Dalam sebulan atau dua bulan terakhir, ada satu tantangan yang menarik buat saya, yakni membuat ‘crystal bread’. Tantangan / challenge ini dicetuskan oleh koki legendaris Albert Adria yang memiliki restoran Michellin elBulli di Spanyol. Saya sebetulnya sudah mendapatkan resep serta cara mengolahnya, namun ada satu bahan yang belum bisa saya dapatkan hingga saat ini, yakni kuzu powder dari Jepang. Bahan tersebut bisa digunakan sebagai pengganti tepung untuk membuat rotinya transparan seperti kaca!

Salah satu tren yang paling saya hindari di dunia kuliner saat ini adalah… klaim yang menyatakan secara sepihak bahwa suatu hidangan itu sustainable, healthy atau local-produce, tapi sebetulnya tidak. Karena bahan ‘sustainable’ di Indonesia itu sesungguhnya sulit untuk didapatkan, kecuali jika memang memiliki sawah / farm sendiri atau kontrak kerja yang jelas dengan pemasok bahan sustainable resmi. Jadi, saya pribadi menghindari klaim bahwa masakan saya sustainable jika tidak memiliki sertifikat resmi tentang hal tersebut.

Apa impian terbesar yang hendak kamu capai?

Pertanyaan yang sulit! (tertawa) Tapi impian terbesar tentunya memiliki restoran sendiri dengan gaya hidangan saya sendiri.
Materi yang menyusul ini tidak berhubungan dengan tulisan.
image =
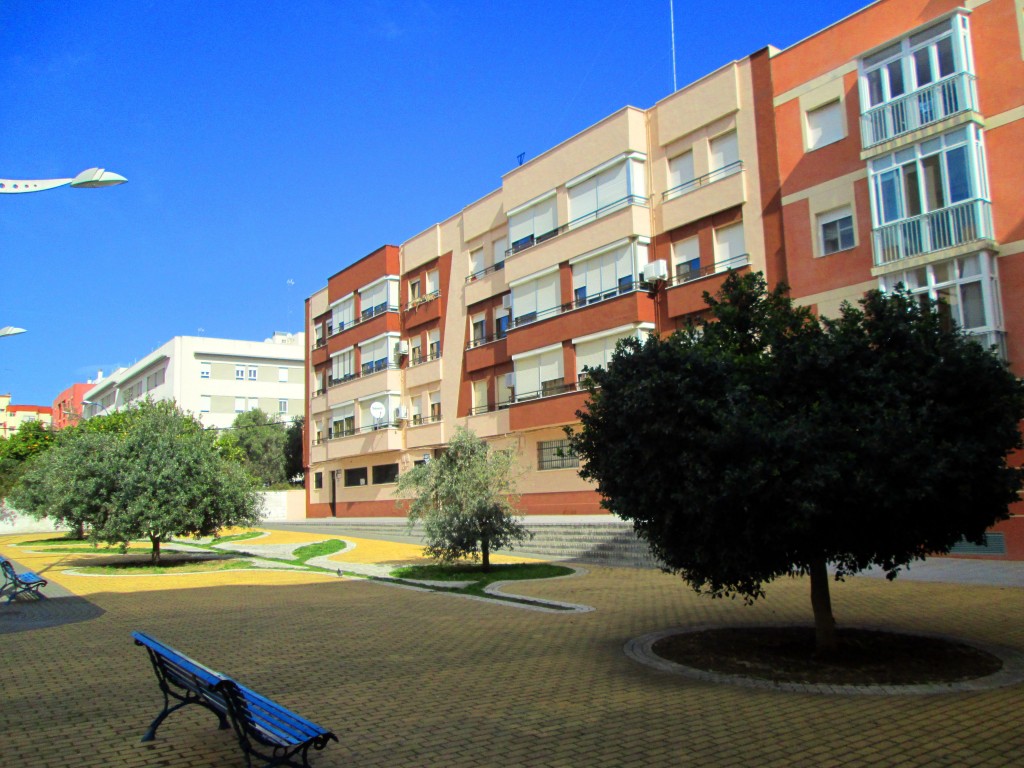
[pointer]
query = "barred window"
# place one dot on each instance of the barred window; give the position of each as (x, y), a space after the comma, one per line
(556, 455)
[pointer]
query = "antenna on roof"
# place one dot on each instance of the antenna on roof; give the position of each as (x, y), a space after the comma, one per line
(672, 19)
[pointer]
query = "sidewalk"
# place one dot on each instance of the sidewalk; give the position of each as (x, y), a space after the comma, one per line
(409, 678)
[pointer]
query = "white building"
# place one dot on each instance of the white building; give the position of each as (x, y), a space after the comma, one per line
(215, 379)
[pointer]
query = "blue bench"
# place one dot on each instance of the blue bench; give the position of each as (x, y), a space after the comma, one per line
(265, 729)
(22, 584)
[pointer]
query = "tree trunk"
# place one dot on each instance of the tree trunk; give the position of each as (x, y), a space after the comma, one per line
(485, 555)
(824, 623)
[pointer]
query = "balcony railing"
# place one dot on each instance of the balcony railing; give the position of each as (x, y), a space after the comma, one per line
(483, 272)
(708, 178)
(929, 104)
(525, 320)
(531, 240)
(421, 300)
(687, 271)
(928, 232)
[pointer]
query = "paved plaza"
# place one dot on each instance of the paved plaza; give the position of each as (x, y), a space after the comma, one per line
(413, 678)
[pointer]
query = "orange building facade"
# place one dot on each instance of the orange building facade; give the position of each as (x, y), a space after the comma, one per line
(879, 151)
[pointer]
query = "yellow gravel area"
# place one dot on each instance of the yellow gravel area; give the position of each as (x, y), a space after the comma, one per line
(55, 566)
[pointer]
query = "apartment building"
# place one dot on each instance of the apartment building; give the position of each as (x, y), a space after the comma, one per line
(879, 151)
(12, 417)
(69, 404)
(899, 134)
(215, 379)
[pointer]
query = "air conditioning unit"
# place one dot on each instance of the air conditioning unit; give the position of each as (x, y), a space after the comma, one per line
(656, 270)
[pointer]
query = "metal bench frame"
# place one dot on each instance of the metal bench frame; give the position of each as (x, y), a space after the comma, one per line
(25, 583)
(265, 729)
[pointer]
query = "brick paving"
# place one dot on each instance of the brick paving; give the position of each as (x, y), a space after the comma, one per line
(409, 678)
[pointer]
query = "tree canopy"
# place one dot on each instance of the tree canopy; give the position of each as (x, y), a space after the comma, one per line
(766, 442)
(262, 440)
(466, 500)
(154, 474)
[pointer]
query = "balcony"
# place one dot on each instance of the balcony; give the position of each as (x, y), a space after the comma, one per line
(946, 227)
(709, 178)
(949, 96)
(529, 241)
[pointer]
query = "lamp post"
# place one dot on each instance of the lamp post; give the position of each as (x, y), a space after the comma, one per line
(88, 179)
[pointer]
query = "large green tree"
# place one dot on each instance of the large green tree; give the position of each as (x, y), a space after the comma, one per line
(155, 474)
(262, 440)
(767, 442)
(466, 500)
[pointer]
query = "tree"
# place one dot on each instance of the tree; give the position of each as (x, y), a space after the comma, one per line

Setiap chef pasti memiliki impian seperti ini. Memang tidak akan mudah untuk membuka restoran sendiri, terlebih mempertahankannya agar bisa survive. Saya ingin membuka restoran di Bali, yang jauh dari pusat pariwisata. Saya memiliki seorang rekan yang tinggal di daerah Jatiluwih, dan daerah tersebut saya rasa ideal untuk membuka restoran saya. Konsep restorannya adalah casual-dining dengan bahan-bahan yang dihasilkan secara lokal dari area sekitar.

Dimana kamu akan melihat dirimu dalam lima tahun ke depan?

Tentunya saya sudah harus lebih baik dari yang sekarang, dan juga bisa menggali hal-hal yang belum diketahui oleh chef lainnya; terutama aspek-aspek makanan lokal Bali yang belakangan malah lebih sering diekplorasi oleh chef dari luar negeri. Pasti ada hal yang belum mereka ketahui, dan saya sebagai chef lokal ingin untuk dapat memahami hal tersebut lebih dulu.